How do I scale my Azure application without having a temporary outage?

I'm toying with Windows Azure Management API for scaling my Azure web role. At some point I have one instance and decide that I want to go from one instance to two instances. I send an HTTP POSt request to

https://management.core.windows.net:443/<my-subscription-id>/services/hostedservices/<my-service-name>/deployments/<my-deployment-name>/?comp=config

with an XML specifying the same configuration as deployment currently has and instances count set to two. The call succeeds and the change starts. Now for about 30 seconds the web role will not accept HTTP calls - the caller will get

10061 connection refused

in browser. Which means the role is not serving client requests. That's a problem.

How do I scale the web role in such way that it serves client requests at all times?

Solution

As per SLA (Service Level Agreement - Compute):

We guarantee that when you deploy two or more role instances in different fault and upgrade domains your Internet facing roles will have external connectivity at least 99.95% of the time.

This means that having one instance is not supported case for SLA, so you may (or will) have downtime.
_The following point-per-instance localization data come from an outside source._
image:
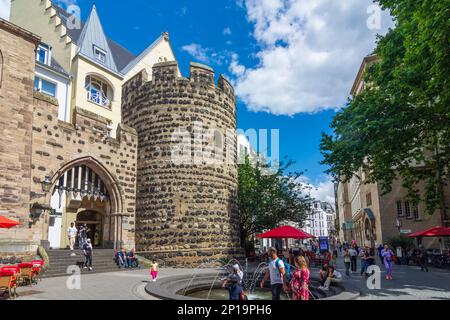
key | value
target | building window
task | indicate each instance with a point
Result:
(100, 54)
(369, 199)
(45, 86)
(416, 213)
(98, 91)
(43, 54)
(399, 209)
(408, 210)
If scale from 2 or more, or from more to 2, there shall not be any outage.

This blog post outlines a good explanation about fault and upgrade domains. Before all, scaling means "upgrade" - you are changing configuration, this configuration change needs to be propagaded through all roles and instances. The only way to do that witout downtime (currently) is to have at least two instances, each of which lives in separate domain.